Sofia: «La verità sulla guerra è femminile, non è quella dei maschi». Lei, donna colta, racconta di sua madre: «Una delle ottocentomila giovani donne che furono arruolate nell’Armata Rossa per lottare contro i nazisti. Donne che, a guerra finita, hanno fatto atto di resistenza alla menzogna e all’oblio dei maschi: il loro ruolo nella guerra patriottica antinazista non appare nella storiografia ufficiale sovietica». Padre Fiorenzo ricorda che gli storici del regime sovietico post-bellico, sotto l’etichetta di una «dotta neutralità», «hanno raccontato la loro storia: quella di uomini che narrano la guerra degli uomini, le loro azioni militari, le loro vittorie, i loro eroismi, le loro paure e la loro esaltazione. Non appare la memoria di quei battaglioni di donne-coraggio». No, non appare nemmeno lì. I libri di storia spesso dimenticano le donne. Nessuno ci interroga.

È ancora Sofia a scrivere, sfruttando la sua dimestichezza con le parole: «Nessuno ci chiede di dire il nostro pensiero sulla guerra in corso. Sui giornali ufficiali nessuna donna ha preso la parola, perché essa è appannaggio degli uomini. Ovvio, quella della donna non è degna di essere detta nel racconto eroico della propaganda ufficiale. Se parlassimo da donne madri diremmo parole intollerabili. Dovremmo dire di un mondo di soldati arruolati per un compito disumano. No, la guerra degli uomini non è la stessa della guerra delle donne. Il soldato uccide. Ma come possiamo noi uccidere se siamo nate per generare?».

La violenza

Sofia ricorda ancora sua madre, le memorie tramandate. Ricorda di quando le disse che «il corpo delle donne nella guerra è preda ambita dalla violenza fisica e simbolica degli uomini». Quando le parlò dell’«umiliazione subita per essersi dovuta esporre allo sguardo degli uomini con il sangue del ciclo mensile». Padre Fiorenzo: «Ho notizia di violenza dei soldati russi sulle donne ucraine. Non mi sorprende: il male è banale e si ripete. L’amore e la tenerezza sono per la donna, e non solo, sempre creativi».

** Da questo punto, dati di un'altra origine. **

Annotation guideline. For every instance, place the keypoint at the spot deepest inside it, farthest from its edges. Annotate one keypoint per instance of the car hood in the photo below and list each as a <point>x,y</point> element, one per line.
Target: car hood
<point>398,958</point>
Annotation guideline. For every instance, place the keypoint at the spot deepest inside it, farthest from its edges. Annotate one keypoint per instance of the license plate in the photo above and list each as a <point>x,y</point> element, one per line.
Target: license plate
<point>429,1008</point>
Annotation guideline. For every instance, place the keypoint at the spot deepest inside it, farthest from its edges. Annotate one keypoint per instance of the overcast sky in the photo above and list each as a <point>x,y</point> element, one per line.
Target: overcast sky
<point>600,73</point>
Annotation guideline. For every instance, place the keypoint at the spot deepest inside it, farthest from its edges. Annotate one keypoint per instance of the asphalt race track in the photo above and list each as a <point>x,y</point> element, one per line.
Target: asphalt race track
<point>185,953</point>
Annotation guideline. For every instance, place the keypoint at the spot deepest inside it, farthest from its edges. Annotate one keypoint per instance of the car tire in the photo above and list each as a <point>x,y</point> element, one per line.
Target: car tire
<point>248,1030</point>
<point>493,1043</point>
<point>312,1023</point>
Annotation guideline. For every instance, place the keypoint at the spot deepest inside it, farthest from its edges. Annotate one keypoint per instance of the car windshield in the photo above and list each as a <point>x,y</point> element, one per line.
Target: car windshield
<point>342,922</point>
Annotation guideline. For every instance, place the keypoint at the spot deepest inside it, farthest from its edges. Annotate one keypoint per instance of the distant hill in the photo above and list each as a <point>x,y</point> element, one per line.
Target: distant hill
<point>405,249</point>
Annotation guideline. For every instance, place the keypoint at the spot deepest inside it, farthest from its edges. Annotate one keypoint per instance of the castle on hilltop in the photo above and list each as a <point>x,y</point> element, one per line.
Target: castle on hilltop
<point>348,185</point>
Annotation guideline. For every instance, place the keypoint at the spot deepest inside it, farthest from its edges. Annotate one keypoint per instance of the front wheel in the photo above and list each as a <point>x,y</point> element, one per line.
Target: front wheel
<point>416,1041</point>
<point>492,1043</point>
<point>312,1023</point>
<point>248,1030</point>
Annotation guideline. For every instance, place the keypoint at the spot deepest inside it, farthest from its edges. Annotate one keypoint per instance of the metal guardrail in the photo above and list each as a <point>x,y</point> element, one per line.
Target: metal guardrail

Infine Irina, 52 anni, madre di un ventenne in guerra in Ucraina: «Se scrivessimo queste cose su un giornale ufficiale, ci accuserebbero di nutrire un culto piccolo borghese per l’intimità, tanto più inutile per la storia perché filtrato da una angusta sensibilità femminile. Ora so che il morire non è la stessa cosa dell’essere uccisi. Vorrei sapere dov’è il confine tra l’umano e il disumano. Forse il generale lo sa. Ma io, donna e madre, lo so molto meglio di lui».